Castor Name Server not available due to problems with one of the database datafiles.

Description

Castor software was blocked because it could not modify data in the database due to one database datafile in OFFLINE status.

Impact

  • All Castor operations blocked. There is just a single Name Server database used by all the Castor clients ( physics experiments ) so the unavailability of the system impacts effectively everybody. This blocks all the Stager and SRM operations.

Time line of the incident

  • 29-Nov-2010 13:32:43 The CASTORNS1 instance detects a problem in the Cluster database as it can not communicate with the second instance CASTORNS2
  • 29-Nov-2010 14:31 SMON background process detects a problem with a datafile in the CASTOR_INDX tablespace, the datafile is offline and this causes several Name Server sessions become blocked trying to modify data. The database sessions were blocked in row lock contention. The client sessions were getting
ORA-00376: file 21 cannot be read at this time
ORA-01110: data file 21: '/ORA/dbs03/CASTORNS/datafile/o1_mf_castor_i_314h19fs_.dbf'
  • 29-Nov-2010 14:57 - The Clusterware evicts the second node and forces a reconfiguration of the cluster database. Instance 1 recovers Instance 2.
  • 29-Nov-2010 15:17 - Restart of the first instance does not fix the problem with the datafile that is still offline
  • 29-Nov-2010 15:30 - Decided to go for recovery of the datafile, database restarted in mount state for RMAN operation.
  • 29-Nov-2010 15:33 - Recovery completes
  • 29-Nov-2010 15:42 - After some final checks, the service is back online with no data loss ..

Analysis

The root cause is not clear. The second node (dbsrvc204) was definitively in the limbo due to local filesystems in READ ONLY mode, but it did not hold any service as all the client connections were on the first node (dbsrvc202), so it should not be held responsible for the problem of the datafile. We could have faced two different unrelated problems that happened to coincide in time. The filesystems in dbsrvc204 were fixed by a reboot. The state of dbsrvc204 was very strange because no monitor detected anything (lemon/oms).

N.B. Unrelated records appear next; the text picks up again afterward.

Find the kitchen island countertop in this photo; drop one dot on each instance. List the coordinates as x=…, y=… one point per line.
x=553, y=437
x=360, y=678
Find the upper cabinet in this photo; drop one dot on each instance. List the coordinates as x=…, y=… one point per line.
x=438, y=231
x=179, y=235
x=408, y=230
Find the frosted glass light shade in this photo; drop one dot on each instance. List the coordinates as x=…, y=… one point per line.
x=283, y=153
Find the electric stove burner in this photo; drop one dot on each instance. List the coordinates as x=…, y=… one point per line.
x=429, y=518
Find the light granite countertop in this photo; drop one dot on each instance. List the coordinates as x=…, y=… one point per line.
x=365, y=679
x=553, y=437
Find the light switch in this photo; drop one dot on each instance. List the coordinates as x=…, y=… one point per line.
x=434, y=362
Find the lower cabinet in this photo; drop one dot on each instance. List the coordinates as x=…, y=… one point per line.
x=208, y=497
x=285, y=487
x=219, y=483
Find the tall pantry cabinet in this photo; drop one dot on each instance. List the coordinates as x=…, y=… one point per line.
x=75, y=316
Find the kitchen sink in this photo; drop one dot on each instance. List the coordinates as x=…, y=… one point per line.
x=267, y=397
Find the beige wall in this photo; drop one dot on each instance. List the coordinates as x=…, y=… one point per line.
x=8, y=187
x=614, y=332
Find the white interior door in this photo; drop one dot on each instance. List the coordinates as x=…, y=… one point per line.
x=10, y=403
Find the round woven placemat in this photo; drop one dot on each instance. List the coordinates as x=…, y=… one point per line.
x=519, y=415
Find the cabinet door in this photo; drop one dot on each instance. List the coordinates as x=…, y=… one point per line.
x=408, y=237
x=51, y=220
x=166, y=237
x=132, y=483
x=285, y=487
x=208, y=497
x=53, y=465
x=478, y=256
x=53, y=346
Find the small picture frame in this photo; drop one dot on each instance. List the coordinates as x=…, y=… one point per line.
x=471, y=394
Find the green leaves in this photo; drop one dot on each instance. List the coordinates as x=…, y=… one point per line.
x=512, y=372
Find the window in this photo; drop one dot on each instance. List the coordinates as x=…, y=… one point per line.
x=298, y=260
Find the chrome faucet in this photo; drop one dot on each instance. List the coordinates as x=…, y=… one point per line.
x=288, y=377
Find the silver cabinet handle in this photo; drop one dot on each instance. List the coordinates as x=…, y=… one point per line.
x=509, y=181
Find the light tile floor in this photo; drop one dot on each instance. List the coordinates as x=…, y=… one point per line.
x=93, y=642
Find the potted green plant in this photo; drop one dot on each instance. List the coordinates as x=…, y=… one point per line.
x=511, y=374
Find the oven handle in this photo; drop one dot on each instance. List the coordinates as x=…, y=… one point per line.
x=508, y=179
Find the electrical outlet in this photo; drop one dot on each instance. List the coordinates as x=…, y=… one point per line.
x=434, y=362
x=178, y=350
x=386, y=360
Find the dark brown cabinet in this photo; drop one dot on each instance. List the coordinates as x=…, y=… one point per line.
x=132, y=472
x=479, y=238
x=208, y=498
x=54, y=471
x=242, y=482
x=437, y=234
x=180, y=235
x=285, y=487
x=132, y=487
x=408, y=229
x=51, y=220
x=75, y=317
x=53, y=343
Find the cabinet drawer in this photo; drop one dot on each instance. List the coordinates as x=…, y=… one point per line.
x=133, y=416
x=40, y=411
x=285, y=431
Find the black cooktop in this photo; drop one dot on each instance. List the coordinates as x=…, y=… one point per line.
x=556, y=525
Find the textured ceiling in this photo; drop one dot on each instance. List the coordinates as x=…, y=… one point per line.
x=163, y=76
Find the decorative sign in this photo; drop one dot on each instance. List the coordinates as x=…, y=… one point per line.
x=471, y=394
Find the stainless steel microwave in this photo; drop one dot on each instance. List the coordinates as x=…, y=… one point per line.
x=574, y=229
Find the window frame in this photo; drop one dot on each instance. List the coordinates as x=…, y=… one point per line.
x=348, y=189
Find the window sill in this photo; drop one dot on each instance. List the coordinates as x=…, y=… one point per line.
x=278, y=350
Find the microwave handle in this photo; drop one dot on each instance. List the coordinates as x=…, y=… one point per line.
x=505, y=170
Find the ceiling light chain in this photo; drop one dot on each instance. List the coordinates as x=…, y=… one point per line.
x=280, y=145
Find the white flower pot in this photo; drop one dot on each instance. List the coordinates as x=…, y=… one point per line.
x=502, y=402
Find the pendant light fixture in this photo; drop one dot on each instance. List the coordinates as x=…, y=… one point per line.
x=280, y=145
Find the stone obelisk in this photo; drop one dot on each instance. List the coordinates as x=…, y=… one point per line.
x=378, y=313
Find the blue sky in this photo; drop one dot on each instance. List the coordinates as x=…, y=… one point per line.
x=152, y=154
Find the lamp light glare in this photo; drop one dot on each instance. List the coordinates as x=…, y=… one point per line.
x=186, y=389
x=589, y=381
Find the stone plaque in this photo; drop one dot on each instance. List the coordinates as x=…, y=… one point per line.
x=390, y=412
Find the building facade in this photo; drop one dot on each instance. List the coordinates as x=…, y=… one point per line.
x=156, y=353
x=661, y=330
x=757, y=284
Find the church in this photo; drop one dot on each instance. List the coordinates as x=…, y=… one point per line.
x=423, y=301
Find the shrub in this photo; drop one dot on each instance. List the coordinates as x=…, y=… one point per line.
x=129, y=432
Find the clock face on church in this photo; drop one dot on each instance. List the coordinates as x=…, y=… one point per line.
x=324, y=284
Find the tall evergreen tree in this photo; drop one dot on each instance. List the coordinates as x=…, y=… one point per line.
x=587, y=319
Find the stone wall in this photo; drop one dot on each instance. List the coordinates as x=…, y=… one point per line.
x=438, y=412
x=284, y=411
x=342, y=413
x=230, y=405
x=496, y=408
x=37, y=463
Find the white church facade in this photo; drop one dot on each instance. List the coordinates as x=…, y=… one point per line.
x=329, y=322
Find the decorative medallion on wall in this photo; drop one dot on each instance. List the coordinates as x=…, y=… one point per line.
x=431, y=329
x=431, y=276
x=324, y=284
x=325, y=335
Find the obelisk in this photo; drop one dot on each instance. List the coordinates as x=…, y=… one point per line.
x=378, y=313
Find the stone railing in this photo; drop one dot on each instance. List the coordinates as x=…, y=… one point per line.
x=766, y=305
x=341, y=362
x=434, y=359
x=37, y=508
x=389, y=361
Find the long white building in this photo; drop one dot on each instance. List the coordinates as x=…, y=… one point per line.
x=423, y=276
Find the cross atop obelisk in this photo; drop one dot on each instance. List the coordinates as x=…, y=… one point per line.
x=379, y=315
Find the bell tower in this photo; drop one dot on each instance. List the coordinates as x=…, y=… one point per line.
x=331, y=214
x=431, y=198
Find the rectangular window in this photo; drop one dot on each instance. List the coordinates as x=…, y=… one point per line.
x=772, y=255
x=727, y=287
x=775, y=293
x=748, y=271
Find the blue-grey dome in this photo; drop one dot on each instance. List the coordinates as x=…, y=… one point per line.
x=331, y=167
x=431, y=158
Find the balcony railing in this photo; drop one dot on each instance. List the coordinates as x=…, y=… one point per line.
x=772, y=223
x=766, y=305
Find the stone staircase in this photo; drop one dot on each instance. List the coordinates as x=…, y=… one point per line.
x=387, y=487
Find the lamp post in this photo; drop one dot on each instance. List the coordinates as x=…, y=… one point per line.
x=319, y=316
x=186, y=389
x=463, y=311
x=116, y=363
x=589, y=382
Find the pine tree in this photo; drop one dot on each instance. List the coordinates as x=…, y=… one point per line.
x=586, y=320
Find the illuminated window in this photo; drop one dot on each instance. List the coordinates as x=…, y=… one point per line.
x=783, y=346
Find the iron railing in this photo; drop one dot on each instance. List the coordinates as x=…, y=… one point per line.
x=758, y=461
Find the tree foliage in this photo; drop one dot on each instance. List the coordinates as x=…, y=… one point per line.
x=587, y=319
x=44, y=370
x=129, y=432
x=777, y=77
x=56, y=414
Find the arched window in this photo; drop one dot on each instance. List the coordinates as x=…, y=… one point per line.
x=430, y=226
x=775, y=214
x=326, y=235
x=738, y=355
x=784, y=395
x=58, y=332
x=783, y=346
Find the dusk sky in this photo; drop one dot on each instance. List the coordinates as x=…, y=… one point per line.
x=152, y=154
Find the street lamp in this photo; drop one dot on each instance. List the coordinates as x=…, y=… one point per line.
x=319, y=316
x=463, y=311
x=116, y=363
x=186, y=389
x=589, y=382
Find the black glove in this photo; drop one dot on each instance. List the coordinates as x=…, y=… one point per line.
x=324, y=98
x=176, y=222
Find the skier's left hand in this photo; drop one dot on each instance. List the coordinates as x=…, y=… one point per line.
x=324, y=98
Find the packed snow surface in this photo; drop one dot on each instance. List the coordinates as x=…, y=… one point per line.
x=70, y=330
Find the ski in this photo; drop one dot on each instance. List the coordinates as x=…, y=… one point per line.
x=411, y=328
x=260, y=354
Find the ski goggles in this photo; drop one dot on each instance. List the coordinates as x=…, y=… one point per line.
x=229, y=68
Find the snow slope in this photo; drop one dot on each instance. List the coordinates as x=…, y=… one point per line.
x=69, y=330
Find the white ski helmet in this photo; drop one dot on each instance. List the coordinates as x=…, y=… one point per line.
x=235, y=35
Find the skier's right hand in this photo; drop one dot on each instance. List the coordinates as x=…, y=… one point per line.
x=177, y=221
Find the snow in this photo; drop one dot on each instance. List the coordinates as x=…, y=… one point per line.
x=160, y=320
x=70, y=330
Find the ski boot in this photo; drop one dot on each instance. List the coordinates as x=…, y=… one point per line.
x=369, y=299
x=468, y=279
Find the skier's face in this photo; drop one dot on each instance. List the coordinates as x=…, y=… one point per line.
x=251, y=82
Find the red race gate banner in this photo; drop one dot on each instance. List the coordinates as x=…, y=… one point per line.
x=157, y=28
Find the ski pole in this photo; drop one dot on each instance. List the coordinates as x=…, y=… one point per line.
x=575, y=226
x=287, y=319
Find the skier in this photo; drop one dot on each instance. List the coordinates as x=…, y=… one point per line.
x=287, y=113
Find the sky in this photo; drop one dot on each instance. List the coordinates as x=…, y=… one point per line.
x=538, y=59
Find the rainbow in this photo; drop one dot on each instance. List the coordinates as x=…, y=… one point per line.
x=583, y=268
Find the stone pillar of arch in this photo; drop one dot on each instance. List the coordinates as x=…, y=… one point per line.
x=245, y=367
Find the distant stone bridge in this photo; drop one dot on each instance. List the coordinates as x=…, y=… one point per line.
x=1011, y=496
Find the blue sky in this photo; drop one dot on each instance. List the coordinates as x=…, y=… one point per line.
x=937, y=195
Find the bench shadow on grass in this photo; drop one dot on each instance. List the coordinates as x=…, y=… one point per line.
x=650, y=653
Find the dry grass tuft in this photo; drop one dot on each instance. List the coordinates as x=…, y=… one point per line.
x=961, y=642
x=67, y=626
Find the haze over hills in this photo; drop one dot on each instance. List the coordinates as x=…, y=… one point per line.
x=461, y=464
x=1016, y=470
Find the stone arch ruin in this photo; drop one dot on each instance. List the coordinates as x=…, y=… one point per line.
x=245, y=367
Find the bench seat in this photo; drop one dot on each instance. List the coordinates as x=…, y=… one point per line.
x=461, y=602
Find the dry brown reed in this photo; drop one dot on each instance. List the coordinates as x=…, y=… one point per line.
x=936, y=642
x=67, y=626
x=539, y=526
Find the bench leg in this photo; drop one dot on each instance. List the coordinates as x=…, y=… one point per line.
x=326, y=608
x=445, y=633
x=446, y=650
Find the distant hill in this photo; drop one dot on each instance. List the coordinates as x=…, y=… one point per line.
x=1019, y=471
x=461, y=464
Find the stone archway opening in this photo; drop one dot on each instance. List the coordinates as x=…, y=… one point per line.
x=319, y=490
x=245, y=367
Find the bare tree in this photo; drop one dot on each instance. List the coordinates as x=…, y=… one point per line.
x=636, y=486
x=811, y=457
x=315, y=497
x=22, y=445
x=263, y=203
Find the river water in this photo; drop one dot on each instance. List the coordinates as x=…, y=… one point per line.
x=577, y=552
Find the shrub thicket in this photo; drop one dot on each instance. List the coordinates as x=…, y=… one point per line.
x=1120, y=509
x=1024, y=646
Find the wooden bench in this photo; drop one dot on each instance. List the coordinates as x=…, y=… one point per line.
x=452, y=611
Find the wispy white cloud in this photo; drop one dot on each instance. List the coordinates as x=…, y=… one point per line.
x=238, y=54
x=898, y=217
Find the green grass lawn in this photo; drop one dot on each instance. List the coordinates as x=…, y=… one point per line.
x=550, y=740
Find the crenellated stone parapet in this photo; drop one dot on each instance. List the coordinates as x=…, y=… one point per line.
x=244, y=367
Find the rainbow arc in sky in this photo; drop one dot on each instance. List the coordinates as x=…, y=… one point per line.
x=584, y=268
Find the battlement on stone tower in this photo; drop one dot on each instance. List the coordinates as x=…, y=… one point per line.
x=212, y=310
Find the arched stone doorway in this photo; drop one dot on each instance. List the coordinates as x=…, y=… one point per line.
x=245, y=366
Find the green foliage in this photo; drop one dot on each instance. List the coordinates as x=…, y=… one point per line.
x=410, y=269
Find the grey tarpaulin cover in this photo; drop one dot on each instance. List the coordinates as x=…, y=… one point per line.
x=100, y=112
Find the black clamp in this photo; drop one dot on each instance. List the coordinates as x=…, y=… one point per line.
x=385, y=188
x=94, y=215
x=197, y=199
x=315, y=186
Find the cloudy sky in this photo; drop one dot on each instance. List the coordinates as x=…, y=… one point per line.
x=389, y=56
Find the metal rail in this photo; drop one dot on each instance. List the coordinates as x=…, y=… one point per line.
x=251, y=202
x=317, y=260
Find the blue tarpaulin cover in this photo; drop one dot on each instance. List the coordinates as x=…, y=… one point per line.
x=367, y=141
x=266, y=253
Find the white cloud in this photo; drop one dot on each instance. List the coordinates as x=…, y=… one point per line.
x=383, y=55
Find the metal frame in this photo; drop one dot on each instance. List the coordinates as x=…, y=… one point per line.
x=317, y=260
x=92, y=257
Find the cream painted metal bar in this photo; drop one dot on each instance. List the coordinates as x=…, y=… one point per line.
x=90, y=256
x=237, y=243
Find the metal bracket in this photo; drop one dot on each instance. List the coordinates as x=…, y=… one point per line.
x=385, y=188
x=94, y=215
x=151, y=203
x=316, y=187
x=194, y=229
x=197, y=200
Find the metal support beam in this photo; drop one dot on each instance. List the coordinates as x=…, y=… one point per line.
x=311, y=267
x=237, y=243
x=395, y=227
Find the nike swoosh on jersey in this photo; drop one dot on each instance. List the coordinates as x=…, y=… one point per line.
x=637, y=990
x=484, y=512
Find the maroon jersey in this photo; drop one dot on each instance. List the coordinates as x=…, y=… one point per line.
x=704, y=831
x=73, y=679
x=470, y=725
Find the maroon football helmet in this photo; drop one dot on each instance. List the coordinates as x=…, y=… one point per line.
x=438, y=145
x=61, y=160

The database datafile issue could be explained by a momentary glitch in the communication between the server and the storage box. If the database loses sight of a certain datafile for a certain period of time it will set it to OFFLINE to prevent further problems.

The recovery is needed because the datafile gets out of sync with the rest of the database regarding the database internal transaction clock (the SCN number). The problem only affected one datafile so the glitch must have been indeed very short.

There is no info in the Storage logs that could point to a problem in the storage either.

We are checking about a potential HW problem in the second node that could explain why the local filesystems had been put into READ ONLY mode. This is normally due to the OS detecting a problem with the journalling filesystem or in the underlaying HW. A similar case happened to another server, and it was fixed with an update of the firmware. However, initial tests have not detected any issue with the local disks in the server.

Follow up

  • Continue to monitor if the problem in the second node re-appears, if so perform the same firmware upgrade or prepare migration to new hardware.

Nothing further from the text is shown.